- Born: Howard R. Paul November 15, 1960 (age 65) Petersburg, Virginia
- Citizenship: United States of America
- Education: University of North Carolina
- Occupations: Musician; CEO; Educator;
- Organization(s): Benedetto Guitars, Incorporated
- Known for: Musician
- Allegiance: United States
- Service years: 1987 - 1997
- Website: www.howardpaul.com

= Howard R. Paul =

President and CEO of Benedetto Guitars

Howard R. Paul (born November 15, 1960, in Petersburg, Virginia) is president and CEO of Benedetto Guitars, a company he founded with American luthier Robert Benedetto in June 2006 after Benedetto's departure from a seven-year licensing agreement with Fender. Benedetto Guitars was begun in 1968 and is a boutique American archtop guitar manufacturer which builds hand-carved instruments.

== Education and military service==

Paul joined Benedetto after a ten-year career as a U.S. Army logistics officer and ten years as an executive with Chatham Steel.
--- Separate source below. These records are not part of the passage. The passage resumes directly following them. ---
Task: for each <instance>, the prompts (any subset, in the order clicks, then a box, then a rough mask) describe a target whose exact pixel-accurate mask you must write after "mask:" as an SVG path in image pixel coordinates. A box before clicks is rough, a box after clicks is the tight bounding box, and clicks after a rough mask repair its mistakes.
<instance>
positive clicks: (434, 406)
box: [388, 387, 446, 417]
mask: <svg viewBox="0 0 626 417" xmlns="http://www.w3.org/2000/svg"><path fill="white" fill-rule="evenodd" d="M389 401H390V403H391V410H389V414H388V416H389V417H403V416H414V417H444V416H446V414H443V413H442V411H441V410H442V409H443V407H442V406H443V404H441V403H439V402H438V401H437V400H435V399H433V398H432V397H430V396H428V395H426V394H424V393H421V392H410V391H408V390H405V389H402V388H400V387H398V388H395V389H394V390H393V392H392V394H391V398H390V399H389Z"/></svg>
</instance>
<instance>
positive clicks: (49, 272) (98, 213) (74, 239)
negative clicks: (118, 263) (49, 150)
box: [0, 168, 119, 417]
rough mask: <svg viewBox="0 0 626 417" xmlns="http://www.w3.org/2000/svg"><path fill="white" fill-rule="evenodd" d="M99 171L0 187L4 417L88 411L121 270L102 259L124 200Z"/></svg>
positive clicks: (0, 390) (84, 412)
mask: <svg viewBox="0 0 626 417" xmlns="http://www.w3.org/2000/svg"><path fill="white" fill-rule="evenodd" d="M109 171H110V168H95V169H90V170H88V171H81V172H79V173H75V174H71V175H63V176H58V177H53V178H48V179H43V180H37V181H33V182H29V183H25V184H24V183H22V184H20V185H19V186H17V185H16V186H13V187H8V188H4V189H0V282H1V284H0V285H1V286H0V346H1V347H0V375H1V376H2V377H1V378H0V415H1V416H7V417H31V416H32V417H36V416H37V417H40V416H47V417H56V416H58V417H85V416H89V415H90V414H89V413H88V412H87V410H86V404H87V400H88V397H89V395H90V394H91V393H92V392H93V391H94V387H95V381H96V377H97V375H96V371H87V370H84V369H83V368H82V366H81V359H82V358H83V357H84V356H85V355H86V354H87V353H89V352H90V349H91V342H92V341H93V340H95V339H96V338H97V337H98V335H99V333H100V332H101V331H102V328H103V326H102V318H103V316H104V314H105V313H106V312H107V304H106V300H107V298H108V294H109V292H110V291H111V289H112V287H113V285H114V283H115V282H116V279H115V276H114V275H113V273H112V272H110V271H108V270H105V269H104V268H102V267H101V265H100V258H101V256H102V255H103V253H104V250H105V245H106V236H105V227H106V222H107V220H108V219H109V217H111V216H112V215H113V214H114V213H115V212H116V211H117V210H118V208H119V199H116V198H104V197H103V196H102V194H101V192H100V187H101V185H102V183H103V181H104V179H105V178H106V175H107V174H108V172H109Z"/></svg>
He holds a degree in Political Science from the University of North Carolina at Greensboro and was commissioned as a lieutenant after completing Infantry Officer Candidate School in January 1987 and the U.S. Army Transportation School. He served tours of Desert Storm assigned to 3rd Army HQ and Somalia attached to the 10th Mountain Division.

== Musical background ==

Paul's musical background began at age four in Northfield, New Jersey with his first guitar. He began playing jazz at age ten and worked professionally beginning at age thirteen in Atlantic City, New Jersey. He has worked with Bob James, George Mesterhazy, Tony Monaco, Bucky Pizzarelli, Howard Alden, Jack Wilkins, Joe Beck, Andreas Oberg, Jimmy Bruno, Joe Negri, Gene Bertoncini, and Frank Vignola. He has performed at the Savannah Jazz Festival and Savannah Music Festival, Smithsonian Jazz Cafe, Napa Valley Opera House, The Jazz Standard, The Jazz Corner, The Jazz Kitchen, Kuumbwa Jazz Center, Yoshi's, The Blue Wisp, Silo Jazz, and Shanghai Jazz. His albums include Tony Monaco & Howard Paul: New Adventures (2014), Bob James & Howard Paul, Just Friends: The Hamilton Hall Sessions (2011), and Ali Ryerson Trio, Jamin' at the Jazz Corner (2008). He has recorded with Claire Frazier, bassist Ben Tucker, Bob Mastellar's Jazz Corner Allstars, singer Bobby Ryder, and guitarist Jerry Sims. He was inducted into the Savannah Coastal Jazz Hall of Fame / Savannah Jazz Festival in 2011.